India's foreign exchange reserves surged $7.26 billion to $674.19 billion in the week ended July 3, 2026, per RBI data released on July 10 — with foreign currency assets rising $4.51B and gold reserves jumping $2.67B to $105.2B. The rebound reverses the prior week's $5.65B decline, though reserves remain ~$54B below their all-time high of $728.49B hit in late February.
A country's forex reserves are, at their core, a treasury balance sheet — and the RBI just published a very interesting one.
Here is how a CFO reads this. You have ₹55+ lakh crore (roughly $674B) sitting in a sovereign war chest, split across two buckets: foreign currency assets (dollars, euros, pounds, yen — ~81% of the pile) and gold (~15.6%). Last week, gold alone added $2.67B in value. That is not new gold being bought — it is existing gold repricing higher. A CFO would immediately flag this: mark-to-market gains look great on paper, but they are not the same as liquid, deployable cash.

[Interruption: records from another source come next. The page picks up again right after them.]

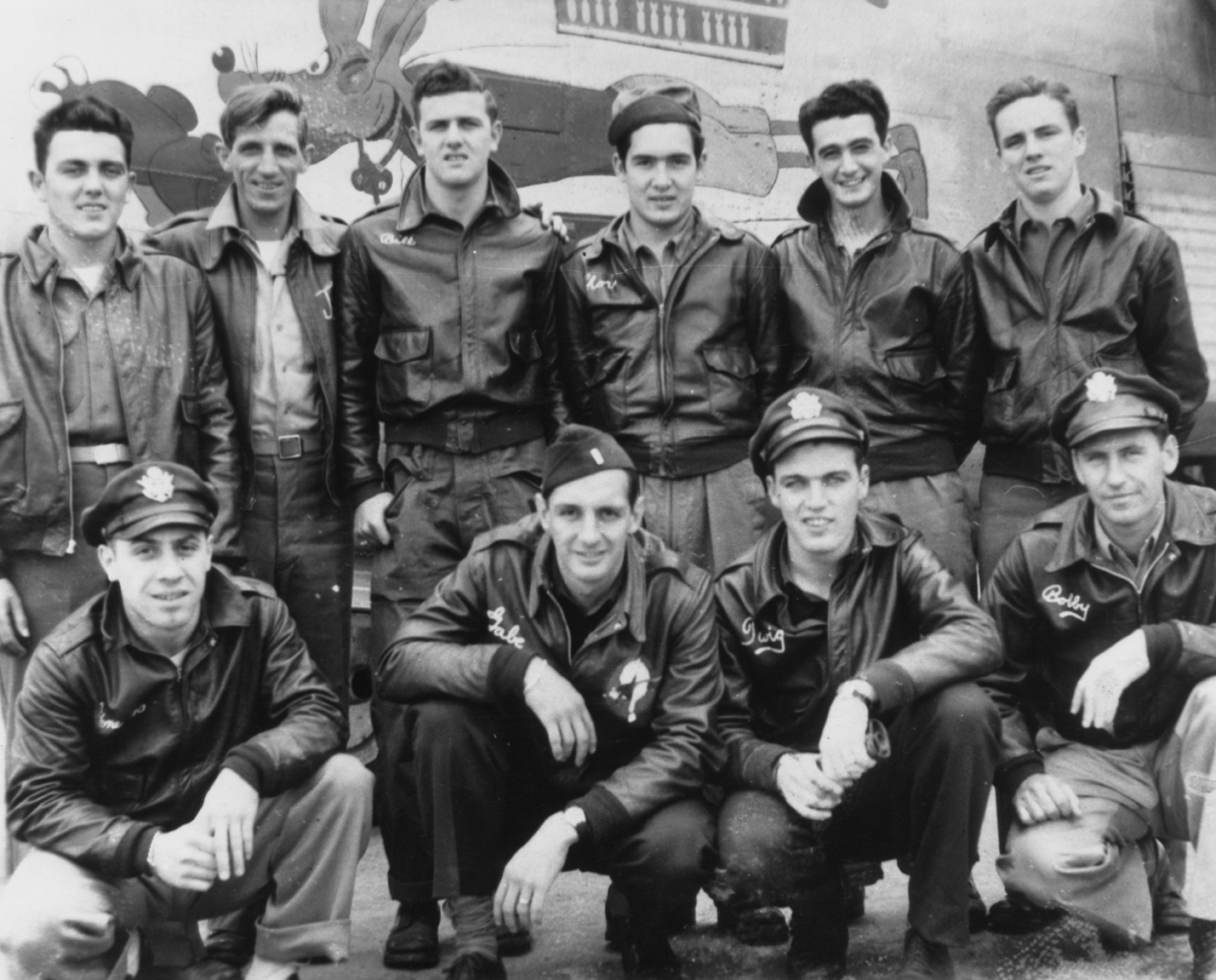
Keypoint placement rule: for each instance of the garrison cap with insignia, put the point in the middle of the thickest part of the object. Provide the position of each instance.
(578, 452)
(1108, 400)
(801, 416)
(146, 496)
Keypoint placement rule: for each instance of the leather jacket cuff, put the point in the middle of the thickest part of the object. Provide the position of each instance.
(1162, 642)
(1013, 773)
(891, 683)
(606, 815)
(506, 675)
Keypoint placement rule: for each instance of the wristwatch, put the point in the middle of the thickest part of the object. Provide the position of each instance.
(855, 687)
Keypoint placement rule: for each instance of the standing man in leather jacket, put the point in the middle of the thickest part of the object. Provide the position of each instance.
(560, 692)
(447, 338)
(175, 755)
(271, 265)
(109, 356)
(863, 289)
(836, 620)
(1062, 283)
(1108, 692)
(672, 334)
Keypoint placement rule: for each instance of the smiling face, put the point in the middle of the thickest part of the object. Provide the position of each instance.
(84, 186)
(818, 489)
(455, 138)
(849, 158)
(1039, 148)
(162, 575)
(660, 174)
(265, 162)
(1124, 472)
(590, 520)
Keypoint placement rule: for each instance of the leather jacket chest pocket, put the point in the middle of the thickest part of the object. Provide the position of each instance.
(608, 375)
(405, 369)
(1002, 389)
(12, 451)
(730, 380)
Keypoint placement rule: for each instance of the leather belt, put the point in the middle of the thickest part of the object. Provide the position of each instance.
(103, 455)
(287, 446)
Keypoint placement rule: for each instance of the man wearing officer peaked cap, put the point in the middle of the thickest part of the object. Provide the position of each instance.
(146, 776)
(1107, 695)
(851, 725)
(559, 691)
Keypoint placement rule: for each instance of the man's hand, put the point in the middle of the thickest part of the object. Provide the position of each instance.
(562, 712)
(370, 524)
(184, 858)
(13, 626)
(1043, 798)
(805, 788)
(1096, 695)
(227, 815)
(843, 754)
(519, 901)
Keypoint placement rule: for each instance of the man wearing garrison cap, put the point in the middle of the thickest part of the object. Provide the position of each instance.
(1106, 606)
(837, 620)
(560, 689)
(175, 757)
(672, 338)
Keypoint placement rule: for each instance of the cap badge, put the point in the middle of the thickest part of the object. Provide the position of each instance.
(157, 484)
(1101, 388)
(804, 405)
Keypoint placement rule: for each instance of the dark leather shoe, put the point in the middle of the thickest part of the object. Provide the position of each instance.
(1203, 945)
(925, 960)
(477, 967)
(414, 940)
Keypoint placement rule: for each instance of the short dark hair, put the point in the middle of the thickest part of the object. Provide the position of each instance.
(1027, 88)
(253, 104)
(632, 491)
(859, 96)
(86, 113)
(699, 144)
(447, 77)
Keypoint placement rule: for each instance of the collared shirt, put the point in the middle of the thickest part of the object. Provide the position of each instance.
(286, 389)
(1044, 248)
(90, 373)
(659, 270)
(1135, 567)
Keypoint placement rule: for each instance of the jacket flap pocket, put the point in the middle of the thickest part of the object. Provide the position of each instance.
(730, 360)
(402, 346)
(524, 346)
(919, 366)
(11, 412)
(1004, 374)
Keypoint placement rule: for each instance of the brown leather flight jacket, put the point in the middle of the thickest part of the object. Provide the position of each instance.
(1058, 604)
(171, 378)
(877, 333)
(680, 384)
(896, 618)
(114, 743)
(312, 275)
(447, 333)
(1121, 303)
(649, 672)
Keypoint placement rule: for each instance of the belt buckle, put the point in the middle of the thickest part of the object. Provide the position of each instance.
(108, 454)
(290, 446)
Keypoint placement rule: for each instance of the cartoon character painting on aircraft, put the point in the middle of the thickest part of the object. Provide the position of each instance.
(356, 94)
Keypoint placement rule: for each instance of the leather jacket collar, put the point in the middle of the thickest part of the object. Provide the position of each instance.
(39, 258)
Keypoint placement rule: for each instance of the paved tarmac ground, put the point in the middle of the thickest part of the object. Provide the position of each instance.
(569, 945)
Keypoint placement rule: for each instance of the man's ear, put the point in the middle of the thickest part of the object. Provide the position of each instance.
(108, 562)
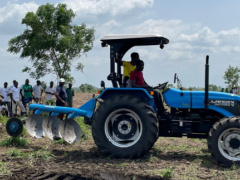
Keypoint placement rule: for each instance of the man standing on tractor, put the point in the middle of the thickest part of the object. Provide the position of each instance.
(50, 94)
(6, 101)
(70, 94)
(61, 96)
(28, 93)
(128, 67)
(15, 97)
(37, 90)
(137, 80)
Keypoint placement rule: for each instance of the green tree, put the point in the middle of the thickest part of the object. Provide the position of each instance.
(213, 87)
(87, 88)
(231, 76)
(51, 42)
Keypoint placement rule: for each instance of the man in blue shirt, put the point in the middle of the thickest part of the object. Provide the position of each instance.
(61, 96)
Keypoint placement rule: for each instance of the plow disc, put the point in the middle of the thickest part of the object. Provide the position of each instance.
(14, 127)
(51, 127)
(70, 131)
(34, 125)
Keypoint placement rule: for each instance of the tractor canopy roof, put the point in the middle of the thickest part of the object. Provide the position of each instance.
(120, 44)
(131, 40)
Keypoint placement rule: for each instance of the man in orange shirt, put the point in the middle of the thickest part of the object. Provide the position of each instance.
(137, 80)
(128, 67)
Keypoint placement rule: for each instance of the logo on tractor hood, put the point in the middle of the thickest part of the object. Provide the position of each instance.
(222, 103)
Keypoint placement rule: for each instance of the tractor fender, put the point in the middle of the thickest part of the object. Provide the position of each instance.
(220, 110)
(139, 92)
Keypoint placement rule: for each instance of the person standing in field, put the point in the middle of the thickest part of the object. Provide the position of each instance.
(128, 67)
(70, 94)
(50, 94)
(61, 96)
(37, 91)
(15, 97)
(28, 93)
(4, 94)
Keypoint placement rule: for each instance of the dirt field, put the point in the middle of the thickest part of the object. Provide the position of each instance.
(170, 158)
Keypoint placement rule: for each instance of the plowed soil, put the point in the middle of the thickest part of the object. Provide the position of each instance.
(170, 158)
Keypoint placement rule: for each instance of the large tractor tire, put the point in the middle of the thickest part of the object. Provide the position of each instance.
(124, 126)
(224, 141)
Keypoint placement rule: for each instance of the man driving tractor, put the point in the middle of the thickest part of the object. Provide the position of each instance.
(137, 80)
(128, 67)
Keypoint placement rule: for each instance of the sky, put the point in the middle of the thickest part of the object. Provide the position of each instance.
(195, 29)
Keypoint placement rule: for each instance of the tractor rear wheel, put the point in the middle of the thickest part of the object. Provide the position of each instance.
(224, 141)
(124, 126)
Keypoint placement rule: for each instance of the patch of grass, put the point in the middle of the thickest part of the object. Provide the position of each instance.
(86, 129)
(167, 173)
(41, 154)
(15, 153)
(122, 165)
(3, 119)
(164, 173)
(152, 158)
(158, 149)
(14, 141)
(60, 141)
(4, 170)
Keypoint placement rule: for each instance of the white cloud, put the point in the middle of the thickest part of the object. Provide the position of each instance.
(112, 7)
(16, 11)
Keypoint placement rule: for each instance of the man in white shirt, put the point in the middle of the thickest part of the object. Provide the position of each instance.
(6, 101)
(37, 91)
(50, 94)
(15, 97)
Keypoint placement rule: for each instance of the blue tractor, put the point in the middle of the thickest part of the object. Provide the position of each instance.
(126, 125)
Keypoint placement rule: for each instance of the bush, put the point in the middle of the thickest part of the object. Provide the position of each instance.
(85, 129)
(88, 88)
(14, 141)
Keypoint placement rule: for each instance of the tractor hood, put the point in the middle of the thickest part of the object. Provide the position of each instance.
(218, 101)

The deeper story is the *why* behind the rebuild. The RBI spent weeks selling dollars earlier this year to defend the rupee when geopolitical shocks hit. Now, with inflows returning, it is rebuilding. The central bank is also bearing hedging costs for banks on FCNR-B deposits — a scheme designed to pull NRI dollar savings back home — with an estimated $40–50B targeted over time.

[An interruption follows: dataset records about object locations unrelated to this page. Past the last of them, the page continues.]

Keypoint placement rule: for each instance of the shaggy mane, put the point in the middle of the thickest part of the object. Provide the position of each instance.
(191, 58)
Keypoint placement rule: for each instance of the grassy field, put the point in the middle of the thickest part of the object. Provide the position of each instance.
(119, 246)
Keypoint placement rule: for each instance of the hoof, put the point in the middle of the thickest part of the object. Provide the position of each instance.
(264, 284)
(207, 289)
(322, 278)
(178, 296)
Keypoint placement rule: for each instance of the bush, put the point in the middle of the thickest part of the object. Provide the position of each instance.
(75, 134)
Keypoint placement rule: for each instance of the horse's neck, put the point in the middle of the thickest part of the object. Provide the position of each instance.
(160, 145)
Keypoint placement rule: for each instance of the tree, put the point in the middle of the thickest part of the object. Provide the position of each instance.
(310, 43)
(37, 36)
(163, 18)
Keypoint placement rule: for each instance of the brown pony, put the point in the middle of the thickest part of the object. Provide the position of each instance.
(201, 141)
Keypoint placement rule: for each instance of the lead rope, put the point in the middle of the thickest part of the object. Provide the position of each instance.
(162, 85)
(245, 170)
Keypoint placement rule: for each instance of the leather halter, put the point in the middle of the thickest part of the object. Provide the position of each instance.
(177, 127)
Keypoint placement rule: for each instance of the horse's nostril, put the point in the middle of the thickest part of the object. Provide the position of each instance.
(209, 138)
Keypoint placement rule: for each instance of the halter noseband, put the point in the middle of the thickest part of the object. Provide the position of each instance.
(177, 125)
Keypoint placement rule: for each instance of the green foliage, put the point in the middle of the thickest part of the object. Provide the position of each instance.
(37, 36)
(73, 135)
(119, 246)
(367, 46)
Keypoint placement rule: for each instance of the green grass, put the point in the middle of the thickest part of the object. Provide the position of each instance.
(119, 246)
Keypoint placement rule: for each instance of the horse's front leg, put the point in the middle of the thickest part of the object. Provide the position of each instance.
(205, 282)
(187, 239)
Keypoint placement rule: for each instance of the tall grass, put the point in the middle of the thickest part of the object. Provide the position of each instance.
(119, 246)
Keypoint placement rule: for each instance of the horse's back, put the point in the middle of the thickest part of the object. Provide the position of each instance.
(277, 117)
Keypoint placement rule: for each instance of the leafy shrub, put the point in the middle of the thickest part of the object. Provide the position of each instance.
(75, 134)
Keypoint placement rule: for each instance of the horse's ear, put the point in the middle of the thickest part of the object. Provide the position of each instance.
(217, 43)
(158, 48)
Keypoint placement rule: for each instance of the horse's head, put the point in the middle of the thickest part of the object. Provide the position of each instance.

A CFO running a company with foreign-currency exposure watches this closely. When the RBI is in 'rebuild mode,' rupee volatility tends to be lower — which changes your hedging calculus, your import cost forecasts, and your debt servicing costs on dollar loans.
Reserves are not just a macro number. They are the sovereign equivalent of a liquidity buffer. And right now, India's CFO-in-chief is actively topping it up.